Vous trouverez ci dessous, les dispositifs et prestations mobilisables par les responsables des ressources humaines , qui peuvent être mobilisés pour la professionnalisation des salariés :  former, faire un bilan, valider les acquis et être accompagné dans la construction d'un projet professionnel.

Le compte personnel d'activité (CPA)

CPA, le compte universel qui transforme les activités en heures de formation

Depuis le  1er janvier 2017, un compte personnel d’activité (CPA) est ouvert aux actifs ayant droit au CPF. Il sera aussi ouvert aux personnes ayant fait valoir leurs droits à la retraite et aux inactifs d’au moins 16 ans pour bénéficier du compte d’engagement citoyen.

Il a pour objectif de renforcer l’autonomie de son titulaire et de sécuriser son parcours.

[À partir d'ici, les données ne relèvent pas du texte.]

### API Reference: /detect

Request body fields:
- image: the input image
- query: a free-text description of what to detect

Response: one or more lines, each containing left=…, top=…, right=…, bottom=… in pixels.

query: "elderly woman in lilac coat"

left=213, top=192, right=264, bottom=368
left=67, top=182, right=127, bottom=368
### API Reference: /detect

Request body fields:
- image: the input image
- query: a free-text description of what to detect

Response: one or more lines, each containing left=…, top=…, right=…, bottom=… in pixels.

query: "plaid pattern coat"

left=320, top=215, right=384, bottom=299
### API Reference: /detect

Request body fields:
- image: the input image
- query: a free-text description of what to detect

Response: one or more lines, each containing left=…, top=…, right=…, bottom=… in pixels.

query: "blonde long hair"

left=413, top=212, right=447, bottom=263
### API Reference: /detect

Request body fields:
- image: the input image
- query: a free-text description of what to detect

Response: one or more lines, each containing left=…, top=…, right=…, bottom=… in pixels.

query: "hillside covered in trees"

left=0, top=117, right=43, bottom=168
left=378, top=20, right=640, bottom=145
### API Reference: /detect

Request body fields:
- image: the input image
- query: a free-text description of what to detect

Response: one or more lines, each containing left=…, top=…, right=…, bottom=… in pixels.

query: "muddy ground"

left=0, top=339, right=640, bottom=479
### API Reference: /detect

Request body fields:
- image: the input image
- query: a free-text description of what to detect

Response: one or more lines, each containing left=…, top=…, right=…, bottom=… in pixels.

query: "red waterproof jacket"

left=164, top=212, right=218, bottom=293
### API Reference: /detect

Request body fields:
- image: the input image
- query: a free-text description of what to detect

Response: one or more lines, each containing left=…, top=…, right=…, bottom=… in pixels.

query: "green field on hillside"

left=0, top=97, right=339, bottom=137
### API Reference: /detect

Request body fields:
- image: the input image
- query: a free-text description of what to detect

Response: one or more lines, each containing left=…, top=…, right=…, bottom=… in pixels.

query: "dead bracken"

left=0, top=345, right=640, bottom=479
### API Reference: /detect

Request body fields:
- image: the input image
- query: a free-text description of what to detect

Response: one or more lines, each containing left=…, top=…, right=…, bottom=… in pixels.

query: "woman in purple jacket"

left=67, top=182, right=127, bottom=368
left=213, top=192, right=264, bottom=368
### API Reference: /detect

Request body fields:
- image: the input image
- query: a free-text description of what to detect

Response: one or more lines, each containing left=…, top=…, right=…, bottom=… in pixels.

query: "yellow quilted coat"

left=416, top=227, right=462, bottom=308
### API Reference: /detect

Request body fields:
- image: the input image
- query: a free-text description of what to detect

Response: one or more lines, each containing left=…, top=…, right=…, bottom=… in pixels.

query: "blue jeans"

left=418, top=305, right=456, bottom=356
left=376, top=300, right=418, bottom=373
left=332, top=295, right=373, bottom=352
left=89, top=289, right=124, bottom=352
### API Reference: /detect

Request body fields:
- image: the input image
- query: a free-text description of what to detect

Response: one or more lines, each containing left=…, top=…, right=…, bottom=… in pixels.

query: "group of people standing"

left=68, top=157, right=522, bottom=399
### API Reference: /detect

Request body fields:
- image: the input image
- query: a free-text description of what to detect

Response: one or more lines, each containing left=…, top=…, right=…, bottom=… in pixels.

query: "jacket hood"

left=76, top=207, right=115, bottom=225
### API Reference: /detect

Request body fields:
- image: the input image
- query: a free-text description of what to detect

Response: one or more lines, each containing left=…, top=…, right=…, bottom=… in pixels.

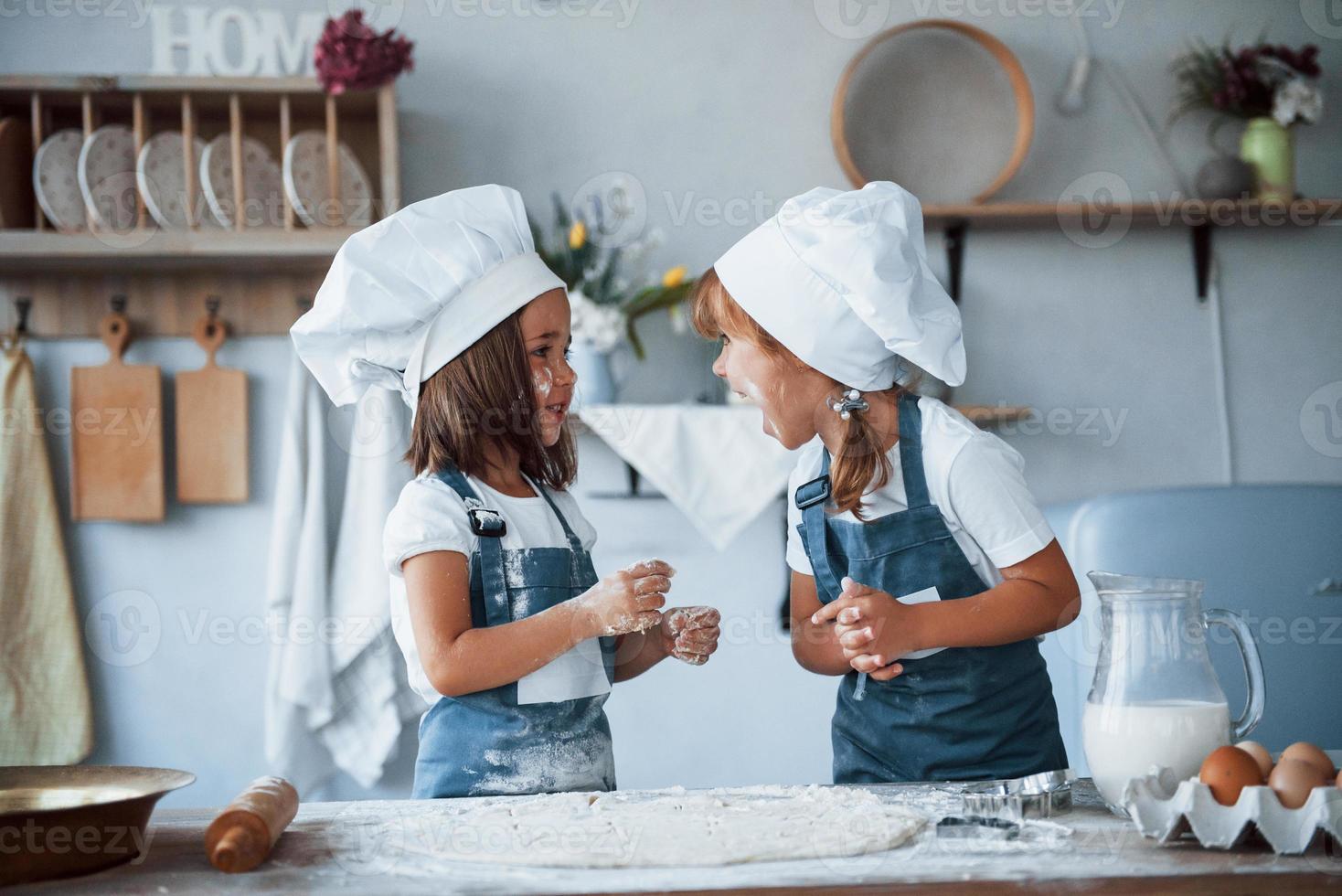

Le CPA est constitué de trois comptes : le compte personnel de formation (CPF), le compte personnel de prévention de la pénibilité (C3P)  et le nouveau Compte d’engagement citoyen (CEC). – et organise la conversion des droits selon les modalités prévues par chacun de ces comptes.

A terme, il est appelé à être le « contenant » unique de tous les droits individuels : assurance-chômage, épargne-temps, retraite, etc.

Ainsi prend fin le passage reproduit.